The transient receptor potential (TRP) family is a large family of widely expressed ion channels that regulate the intracellular concentration of ions and metals and respond to various chemical and physical stimuli. TRP subfamily M member 7 (TRPM7) is unusual in that it contains both an ion channel and a kinase domain. TRPM7 is a divalent cation channel with preference for Ca²⁺ and Mg²⁺. It is required for the survival of DT40 cells, a B cell line; however, deletion of TRPM7 in T cells does not impair their development. We found that expression of TRPM7 was required for B cell development in mice. Mice that lacked TRPM7 in B cells failed to generate peripheral B cells because of a developmental block at the pro-B cell stage. The loss of TRPM7 kinase activity alone did not affect the proportion of peripheral mature B cells or the development of B cells in the bone marrow. However, supplementation with a high concentration of extracellular Mg²⁺ partially rescued the development of TRPM7-deficient B cells in vitro. Thus, our findings identify a critical role for TRPM7 ion channel activity in B cell development.

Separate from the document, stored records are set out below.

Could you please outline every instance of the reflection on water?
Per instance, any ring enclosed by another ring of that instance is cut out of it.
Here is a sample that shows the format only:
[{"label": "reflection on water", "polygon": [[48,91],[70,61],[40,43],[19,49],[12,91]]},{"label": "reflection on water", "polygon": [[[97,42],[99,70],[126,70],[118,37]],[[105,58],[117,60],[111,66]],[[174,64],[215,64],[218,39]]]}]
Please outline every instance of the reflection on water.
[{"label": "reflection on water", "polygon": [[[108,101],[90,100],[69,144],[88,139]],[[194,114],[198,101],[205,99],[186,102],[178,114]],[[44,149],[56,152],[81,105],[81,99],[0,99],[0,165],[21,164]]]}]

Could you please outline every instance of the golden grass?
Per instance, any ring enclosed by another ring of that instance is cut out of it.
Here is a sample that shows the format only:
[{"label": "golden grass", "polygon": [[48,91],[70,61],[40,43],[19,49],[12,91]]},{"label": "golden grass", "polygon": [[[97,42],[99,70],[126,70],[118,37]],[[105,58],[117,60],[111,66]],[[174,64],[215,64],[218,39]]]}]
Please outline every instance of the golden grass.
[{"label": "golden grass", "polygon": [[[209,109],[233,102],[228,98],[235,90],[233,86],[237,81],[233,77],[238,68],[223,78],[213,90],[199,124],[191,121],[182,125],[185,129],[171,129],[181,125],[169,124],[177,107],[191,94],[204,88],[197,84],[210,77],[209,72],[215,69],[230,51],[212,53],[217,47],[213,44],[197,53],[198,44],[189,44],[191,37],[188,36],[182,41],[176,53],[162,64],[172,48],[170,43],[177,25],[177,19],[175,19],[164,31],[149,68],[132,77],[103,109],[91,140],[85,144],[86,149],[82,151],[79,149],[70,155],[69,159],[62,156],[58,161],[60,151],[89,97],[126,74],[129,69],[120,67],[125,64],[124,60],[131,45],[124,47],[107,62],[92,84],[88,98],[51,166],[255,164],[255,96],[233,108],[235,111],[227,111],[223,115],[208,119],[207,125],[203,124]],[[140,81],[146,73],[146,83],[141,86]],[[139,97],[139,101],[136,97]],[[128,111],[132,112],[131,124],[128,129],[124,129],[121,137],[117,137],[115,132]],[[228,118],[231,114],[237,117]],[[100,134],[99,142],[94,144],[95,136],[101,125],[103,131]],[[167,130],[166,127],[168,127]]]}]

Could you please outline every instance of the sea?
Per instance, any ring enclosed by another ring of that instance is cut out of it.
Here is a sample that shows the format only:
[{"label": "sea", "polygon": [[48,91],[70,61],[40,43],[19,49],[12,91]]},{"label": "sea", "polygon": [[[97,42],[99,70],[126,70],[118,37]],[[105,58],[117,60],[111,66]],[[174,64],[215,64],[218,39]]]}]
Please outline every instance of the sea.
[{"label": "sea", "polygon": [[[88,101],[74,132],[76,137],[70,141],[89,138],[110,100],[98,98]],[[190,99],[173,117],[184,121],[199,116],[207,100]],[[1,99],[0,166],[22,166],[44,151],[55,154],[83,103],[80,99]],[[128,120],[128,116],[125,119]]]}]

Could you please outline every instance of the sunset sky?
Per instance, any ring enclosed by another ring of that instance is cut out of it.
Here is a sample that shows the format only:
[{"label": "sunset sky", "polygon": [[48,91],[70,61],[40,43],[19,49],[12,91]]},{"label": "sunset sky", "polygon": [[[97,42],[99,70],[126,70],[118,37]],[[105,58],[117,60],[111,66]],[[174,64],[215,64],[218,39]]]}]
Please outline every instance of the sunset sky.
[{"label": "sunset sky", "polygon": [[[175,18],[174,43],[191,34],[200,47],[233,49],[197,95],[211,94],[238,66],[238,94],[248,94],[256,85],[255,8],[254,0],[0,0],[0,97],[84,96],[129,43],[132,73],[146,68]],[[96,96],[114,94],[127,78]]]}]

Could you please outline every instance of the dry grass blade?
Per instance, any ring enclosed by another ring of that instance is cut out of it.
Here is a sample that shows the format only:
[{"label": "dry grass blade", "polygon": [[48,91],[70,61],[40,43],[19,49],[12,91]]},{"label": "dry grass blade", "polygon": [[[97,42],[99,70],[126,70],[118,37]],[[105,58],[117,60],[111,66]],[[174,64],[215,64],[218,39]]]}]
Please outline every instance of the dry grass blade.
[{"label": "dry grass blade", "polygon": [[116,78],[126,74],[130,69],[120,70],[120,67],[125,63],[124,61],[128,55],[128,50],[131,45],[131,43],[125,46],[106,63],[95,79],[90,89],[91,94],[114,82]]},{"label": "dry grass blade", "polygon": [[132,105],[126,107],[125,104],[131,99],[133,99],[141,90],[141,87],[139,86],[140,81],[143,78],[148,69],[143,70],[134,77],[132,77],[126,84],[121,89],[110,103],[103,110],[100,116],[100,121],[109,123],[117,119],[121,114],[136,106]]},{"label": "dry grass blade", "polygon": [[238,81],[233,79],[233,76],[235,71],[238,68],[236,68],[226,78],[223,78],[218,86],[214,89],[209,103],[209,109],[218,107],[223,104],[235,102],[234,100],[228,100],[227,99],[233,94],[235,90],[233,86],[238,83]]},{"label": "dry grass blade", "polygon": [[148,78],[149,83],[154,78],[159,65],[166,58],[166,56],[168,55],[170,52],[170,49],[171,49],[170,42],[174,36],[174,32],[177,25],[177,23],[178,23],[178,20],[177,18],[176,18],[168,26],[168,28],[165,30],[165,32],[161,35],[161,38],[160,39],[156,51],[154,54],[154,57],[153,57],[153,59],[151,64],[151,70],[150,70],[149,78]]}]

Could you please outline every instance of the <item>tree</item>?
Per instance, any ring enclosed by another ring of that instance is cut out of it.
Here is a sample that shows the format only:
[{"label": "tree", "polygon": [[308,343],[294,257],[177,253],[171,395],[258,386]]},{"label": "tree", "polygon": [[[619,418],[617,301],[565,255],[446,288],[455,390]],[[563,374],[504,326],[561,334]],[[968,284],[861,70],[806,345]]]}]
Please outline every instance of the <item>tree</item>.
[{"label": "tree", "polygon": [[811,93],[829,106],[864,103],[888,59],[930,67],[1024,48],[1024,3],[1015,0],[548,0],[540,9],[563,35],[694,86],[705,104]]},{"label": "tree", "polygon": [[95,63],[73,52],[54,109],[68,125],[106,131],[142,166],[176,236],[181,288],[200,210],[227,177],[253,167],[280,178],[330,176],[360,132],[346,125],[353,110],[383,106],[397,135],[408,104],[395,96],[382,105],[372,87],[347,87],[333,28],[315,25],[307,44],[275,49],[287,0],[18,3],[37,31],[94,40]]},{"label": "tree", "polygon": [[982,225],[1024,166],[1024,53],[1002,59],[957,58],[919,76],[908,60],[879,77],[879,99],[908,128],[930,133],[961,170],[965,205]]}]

瞬时受体电位（TRP）家族是一个广泛表达的离子通道家族，可调节离子和金属的细胞内浓度并响应各种化学和物理刺激。TRP亚家族M成员7（TRPM7）不寻常，因为它同时包含离子通道和激酶结构域。TRPM7是一个二价阳离子通道，优先选择Ca ²⁺和Mg ²⁺。它是B细胞系DT40细胞存活所必需的。然而，T细胞中TRPM7的缺失不会损害它们的发育。我们发现，TRPM7的表达是小鼠B细胞发育所必需的。在B细胞中缺乏TRPM7的小鼠由于在pro B细胞阶段的发育阻滞而无法产生外周B细胞。单独的TRPM7激酶活性丧失不会影响外周成熟B细胞的比例或骨髓中B细胞的发育。但是，补充高浓度的细胞外Mg ^2+可以部分挽救TRPM7缺陷型B细胞的体外发育。因此，我们的发现确定了TRPM7离子通道活性在B细胞发育中的关键作用。